There is a feeling of peace here and an earthiness that permeates the soul. It feels so
good to be alive amid such beauty. During the weekends, the crowds are extremely heavy, but
the weekdays have much lighter traffic. Most people arrive with cameras in hand, to capture
that “perfect” photograph of the flowers. Early mornings are good times for picture-taking
because the crowds haven”t yet arrived and the soft light at the beginning of the day makes
for better photographs. Early hours can be nippy, so dress in layers. Springtime can also
be wet in this corner of the world, and the fields are always muddy, so a raincoat and old
shoes or boots are good ideas. An umbrella is useful both for keeping off the rain and for
shading the flowers from the sun or wind while photographing them. Don’t let a little rain
keep you from taking pictures; some of the best photographs that I”ve seen were taken with
raindrops sparkling on the flower petals. Just be sure to keep raindrops off your camera
lens. A tripod is also very useful if you want great pictures, as you may have to frame
your shot and then wait for the breeze to pause before snapping the shutter. Don”t be
afraid to get right down on the ground at the level of the flowers to take your pictures. A
pair of light waterproof pants works for this. Normal peak bloom periods for daffodils is
March 15 to April 15 and for tulips April 1-30. The blossoms are just the byproducts of the
major industry, which is raising bulbs, and they are cut off the stalks as soon as the
bloom starts to fade, much to the disappointment of flower viewers. However, that is
necessary to keep the bulbs healthy. The festival is a community-wide event involving all
of the little towns in the Skagit Valley, and there is much more to see and do than just
visiting the flower fields. Mount Vernon has a street fair, a wonderful salmon barbecue at
Hillcrest Park, arts-and-craft shows, concerts and many other events. Sedro Wolley has the
Woodfest, celebrating its roots in the logging industry. Anacortes, an old oil-refinery
town, has art and quilt shows, as well as a ferryboat to the alluring San Juan Islands. You
won’t want to miss the charming little seaside village of La Conner. Its streets are lined
with art galleries and craft shops. Good restaurants are plentiful, and the seafood is
excellent. You”ll surely want to visit the Skagit County Historical Museum, located at 502
South Fourth Street. Then out along the Bayview-Edison Road, north of town, you”ll find the
Padilla Bay Breazeale Interpretive Center, headquarters for the Padilla Bay National
Estuarine Research Reserve. With its excellent saltwater aquaria, special hands-on room for
children, and bicycle and pedestrian trails, it”s a pleasant place to spend an afternoon.

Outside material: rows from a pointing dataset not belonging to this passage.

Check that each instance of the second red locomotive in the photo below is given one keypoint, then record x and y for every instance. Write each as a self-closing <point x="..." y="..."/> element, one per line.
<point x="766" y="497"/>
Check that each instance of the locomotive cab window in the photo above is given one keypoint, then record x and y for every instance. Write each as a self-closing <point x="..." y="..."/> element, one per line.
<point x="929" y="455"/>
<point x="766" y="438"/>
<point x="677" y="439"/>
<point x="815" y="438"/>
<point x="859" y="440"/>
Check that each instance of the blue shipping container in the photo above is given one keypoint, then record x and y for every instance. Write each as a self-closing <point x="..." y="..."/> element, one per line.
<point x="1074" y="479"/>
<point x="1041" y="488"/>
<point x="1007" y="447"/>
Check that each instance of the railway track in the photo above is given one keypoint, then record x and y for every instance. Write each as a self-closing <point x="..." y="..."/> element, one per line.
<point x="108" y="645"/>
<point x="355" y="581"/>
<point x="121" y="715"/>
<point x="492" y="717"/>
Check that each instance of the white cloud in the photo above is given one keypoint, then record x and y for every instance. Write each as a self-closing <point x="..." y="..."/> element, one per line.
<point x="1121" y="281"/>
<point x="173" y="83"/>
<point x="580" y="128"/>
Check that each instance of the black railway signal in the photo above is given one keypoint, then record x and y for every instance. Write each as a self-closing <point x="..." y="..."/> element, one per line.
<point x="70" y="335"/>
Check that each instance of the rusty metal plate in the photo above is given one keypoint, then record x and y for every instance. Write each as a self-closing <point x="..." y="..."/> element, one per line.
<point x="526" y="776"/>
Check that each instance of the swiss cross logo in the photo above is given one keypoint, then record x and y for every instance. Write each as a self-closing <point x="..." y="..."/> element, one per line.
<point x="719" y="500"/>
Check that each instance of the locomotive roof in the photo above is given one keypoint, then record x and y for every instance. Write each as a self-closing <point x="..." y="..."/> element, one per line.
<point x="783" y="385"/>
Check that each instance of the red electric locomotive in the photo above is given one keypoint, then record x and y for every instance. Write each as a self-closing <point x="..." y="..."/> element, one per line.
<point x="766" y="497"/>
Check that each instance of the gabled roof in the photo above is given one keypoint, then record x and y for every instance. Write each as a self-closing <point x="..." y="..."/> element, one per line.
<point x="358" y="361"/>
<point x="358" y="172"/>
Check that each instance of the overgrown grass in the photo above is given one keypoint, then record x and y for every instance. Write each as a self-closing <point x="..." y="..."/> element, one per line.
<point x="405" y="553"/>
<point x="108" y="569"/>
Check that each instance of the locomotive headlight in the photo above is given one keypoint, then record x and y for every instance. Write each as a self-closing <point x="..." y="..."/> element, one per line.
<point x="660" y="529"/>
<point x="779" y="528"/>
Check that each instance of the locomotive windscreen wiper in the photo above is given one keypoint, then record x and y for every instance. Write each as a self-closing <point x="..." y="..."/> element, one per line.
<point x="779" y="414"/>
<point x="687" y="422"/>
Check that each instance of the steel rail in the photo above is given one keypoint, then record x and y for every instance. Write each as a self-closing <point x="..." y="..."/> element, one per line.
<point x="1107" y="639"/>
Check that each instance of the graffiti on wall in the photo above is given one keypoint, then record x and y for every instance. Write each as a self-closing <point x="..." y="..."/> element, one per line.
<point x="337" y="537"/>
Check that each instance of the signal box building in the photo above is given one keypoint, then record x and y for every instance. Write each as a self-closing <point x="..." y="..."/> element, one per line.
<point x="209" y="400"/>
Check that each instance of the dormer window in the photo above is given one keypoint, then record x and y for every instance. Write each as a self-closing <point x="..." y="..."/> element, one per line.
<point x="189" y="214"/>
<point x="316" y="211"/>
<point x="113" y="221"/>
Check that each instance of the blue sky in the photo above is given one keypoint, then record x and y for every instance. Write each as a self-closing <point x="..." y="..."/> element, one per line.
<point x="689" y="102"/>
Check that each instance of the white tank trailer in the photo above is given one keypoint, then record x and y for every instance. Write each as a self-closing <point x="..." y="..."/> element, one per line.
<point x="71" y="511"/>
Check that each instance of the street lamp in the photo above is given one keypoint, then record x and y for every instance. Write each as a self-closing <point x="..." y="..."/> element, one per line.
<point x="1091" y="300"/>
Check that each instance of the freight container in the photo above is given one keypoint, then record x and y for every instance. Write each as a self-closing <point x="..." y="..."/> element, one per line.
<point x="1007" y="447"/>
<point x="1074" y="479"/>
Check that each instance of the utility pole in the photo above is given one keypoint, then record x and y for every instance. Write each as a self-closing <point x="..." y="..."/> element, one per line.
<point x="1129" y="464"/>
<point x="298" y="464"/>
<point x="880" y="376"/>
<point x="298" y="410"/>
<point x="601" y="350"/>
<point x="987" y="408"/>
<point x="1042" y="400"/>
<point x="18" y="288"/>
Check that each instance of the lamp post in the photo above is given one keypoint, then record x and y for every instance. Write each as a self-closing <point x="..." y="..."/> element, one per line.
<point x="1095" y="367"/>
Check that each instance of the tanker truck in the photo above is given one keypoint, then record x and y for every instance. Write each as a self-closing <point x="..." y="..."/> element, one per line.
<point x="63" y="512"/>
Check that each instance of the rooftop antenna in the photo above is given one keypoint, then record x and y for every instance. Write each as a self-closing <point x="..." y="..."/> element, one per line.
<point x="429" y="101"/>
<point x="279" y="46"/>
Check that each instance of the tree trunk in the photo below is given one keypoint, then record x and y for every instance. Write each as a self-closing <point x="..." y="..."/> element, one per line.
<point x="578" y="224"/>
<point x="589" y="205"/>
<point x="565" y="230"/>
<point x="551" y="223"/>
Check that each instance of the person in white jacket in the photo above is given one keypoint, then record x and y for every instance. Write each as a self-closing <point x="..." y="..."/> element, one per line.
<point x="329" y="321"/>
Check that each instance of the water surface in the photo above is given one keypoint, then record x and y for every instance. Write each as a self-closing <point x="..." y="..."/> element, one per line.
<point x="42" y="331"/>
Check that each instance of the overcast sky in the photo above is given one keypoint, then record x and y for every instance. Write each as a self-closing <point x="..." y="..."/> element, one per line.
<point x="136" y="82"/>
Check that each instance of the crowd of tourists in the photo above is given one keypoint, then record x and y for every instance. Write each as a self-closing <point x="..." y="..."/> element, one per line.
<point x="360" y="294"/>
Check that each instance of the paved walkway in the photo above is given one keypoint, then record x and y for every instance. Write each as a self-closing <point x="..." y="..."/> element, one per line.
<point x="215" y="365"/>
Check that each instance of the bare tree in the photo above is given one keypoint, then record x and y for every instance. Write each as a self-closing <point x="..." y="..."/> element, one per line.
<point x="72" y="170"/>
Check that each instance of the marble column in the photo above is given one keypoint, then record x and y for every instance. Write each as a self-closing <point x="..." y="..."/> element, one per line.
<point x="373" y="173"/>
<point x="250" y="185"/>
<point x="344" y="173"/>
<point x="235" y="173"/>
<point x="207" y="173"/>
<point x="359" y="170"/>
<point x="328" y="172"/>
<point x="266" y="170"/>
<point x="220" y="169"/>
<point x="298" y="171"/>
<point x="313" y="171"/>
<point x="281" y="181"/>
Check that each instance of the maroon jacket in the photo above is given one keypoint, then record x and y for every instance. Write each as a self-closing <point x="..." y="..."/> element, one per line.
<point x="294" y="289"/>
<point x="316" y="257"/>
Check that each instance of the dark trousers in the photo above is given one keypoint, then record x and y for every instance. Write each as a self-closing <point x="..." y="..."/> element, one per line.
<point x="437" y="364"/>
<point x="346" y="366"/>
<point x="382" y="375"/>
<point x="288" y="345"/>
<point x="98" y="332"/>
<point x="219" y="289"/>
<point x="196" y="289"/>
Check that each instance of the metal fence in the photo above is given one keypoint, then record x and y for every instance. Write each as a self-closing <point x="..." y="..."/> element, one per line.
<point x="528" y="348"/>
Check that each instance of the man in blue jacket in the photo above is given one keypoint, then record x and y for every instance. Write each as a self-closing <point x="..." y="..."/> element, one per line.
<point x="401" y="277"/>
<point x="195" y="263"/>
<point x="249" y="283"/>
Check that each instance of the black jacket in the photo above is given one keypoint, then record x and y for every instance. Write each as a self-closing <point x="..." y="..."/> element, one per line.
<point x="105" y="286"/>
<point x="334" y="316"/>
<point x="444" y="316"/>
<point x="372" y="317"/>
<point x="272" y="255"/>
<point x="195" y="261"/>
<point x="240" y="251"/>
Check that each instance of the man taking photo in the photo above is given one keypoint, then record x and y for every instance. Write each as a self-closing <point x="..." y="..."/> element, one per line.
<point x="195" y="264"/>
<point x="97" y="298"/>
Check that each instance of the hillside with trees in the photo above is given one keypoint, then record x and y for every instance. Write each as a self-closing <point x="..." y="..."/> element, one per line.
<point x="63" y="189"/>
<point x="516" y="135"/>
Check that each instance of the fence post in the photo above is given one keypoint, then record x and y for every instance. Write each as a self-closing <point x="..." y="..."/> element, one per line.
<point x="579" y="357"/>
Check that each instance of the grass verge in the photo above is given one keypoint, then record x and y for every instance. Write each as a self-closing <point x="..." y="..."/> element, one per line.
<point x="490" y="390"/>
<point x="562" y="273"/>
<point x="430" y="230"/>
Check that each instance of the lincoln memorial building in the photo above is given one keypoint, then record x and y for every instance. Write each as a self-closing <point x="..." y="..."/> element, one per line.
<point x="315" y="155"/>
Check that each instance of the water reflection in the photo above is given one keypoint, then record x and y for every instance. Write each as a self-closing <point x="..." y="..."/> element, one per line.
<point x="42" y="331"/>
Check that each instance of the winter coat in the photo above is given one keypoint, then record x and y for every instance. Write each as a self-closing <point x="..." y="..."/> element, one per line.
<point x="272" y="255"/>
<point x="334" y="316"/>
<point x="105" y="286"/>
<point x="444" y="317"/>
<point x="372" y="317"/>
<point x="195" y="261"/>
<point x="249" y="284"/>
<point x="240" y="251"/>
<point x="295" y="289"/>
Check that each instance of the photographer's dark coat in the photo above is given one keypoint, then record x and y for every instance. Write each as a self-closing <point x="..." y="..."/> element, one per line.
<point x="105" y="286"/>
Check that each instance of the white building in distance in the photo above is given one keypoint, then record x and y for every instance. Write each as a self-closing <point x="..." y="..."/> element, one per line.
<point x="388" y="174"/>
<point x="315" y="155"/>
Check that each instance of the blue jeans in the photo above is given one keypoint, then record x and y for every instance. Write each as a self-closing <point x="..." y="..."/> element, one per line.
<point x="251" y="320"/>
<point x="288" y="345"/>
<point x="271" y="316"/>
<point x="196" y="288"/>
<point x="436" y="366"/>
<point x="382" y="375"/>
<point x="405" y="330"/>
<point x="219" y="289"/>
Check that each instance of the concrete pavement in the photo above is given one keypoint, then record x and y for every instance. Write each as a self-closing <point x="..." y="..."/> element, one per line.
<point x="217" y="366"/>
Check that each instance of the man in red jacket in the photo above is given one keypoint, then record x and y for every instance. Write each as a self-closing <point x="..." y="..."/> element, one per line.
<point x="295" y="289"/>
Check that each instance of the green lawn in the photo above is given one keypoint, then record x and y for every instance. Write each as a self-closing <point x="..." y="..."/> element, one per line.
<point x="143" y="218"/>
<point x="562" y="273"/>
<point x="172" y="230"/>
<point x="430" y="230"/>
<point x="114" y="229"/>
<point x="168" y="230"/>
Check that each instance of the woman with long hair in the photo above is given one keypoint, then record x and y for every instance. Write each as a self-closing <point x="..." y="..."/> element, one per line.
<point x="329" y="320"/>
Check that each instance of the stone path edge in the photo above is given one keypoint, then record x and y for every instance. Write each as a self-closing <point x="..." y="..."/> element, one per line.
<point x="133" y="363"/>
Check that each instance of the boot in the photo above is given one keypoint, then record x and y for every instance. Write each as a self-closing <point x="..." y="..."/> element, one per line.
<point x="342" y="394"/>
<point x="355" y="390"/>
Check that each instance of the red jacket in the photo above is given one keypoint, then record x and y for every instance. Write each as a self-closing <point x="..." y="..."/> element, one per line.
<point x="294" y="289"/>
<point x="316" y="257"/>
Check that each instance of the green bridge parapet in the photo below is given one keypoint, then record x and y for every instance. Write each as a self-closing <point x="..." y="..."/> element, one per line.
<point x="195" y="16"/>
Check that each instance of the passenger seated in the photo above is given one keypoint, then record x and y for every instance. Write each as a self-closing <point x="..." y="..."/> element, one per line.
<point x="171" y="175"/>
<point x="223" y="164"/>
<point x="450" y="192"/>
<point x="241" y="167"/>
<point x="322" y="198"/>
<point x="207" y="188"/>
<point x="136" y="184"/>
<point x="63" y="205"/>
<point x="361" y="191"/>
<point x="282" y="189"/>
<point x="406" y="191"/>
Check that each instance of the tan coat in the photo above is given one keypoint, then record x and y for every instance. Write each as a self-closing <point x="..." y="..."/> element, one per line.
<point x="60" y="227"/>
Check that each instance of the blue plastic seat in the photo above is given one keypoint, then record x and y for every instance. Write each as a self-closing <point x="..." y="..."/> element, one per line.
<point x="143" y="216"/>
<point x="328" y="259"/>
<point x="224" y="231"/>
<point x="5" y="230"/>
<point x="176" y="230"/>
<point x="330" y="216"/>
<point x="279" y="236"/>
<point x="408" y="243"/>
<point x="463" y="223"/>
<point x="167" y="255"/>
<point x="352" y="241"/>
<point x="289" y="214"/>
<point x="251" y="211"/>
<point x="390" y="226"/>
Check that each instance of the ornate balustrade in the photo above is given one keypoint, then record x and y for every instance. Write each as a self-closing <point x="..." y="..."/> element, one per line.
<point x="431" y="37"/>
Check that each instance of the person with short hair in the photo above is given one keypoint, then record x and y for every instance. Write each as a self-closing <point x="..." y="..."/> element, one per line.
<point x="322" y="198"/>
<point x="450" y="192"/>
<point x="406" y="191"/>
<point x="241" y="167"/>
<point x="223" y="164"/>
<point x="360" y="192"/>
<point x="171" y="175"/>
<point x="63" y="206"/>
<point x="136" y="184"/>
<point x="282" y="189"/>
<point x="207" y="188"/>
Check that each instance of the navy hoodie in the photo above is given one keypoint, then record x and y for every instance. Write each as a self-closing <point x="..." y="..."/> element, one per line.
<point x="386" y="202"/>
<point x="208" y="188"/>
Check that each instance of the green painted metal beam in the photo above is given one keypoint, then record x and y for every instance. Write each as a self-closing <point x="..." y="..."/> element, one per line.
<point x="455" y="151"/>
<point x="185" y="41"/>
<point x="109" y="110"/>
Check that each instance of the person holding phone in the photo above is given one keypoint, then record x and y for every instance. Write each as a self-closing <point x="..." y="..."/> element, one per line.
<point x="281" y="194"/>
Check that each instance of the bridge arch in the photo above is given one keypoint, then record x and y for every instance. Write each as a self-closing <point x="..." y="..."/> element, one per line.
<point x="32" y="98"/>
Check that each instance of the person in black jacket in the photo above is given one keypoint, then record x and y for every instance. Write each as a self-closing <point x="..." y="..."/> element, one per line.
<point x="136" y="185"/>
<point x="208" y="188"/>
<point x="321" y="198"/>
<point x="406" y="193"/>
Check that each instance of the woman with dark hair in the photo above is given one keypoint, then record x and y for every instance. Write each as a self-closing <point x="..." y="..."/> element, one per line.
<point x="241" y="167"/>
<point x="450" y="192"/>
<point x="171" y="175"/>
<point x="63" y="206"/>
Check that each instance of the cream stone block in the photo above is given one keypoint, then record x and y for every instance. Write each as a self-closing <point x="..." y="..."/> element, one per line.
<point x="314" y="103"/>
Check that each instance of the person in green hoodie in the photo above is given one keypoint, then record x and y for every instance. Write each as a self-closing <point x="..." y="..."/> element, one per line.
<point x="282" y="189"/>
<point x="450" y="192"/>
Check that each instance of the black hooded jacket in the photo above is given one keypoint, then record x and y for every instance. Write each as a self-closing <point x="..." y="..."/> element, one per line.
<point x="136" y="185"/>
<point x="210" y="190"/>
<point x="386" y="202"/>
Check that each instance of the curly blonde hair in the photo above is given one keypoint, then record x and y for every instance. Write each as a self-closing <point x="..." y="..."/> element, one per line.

During the winter, bird-watchers delight in the trumpeter swans and snow geese that flock
to the valley. For visitors who like a game of chance, Harrah”s Skagit Valley Casino
provides fun and excitement. Picturesque old inns, motels and campgrounds are plentiful in
the Skagit Valley, but be sure to make reservations, especially during the tulip festival.
The 2001 Trailer Life Directory lists a number of area campgrounds.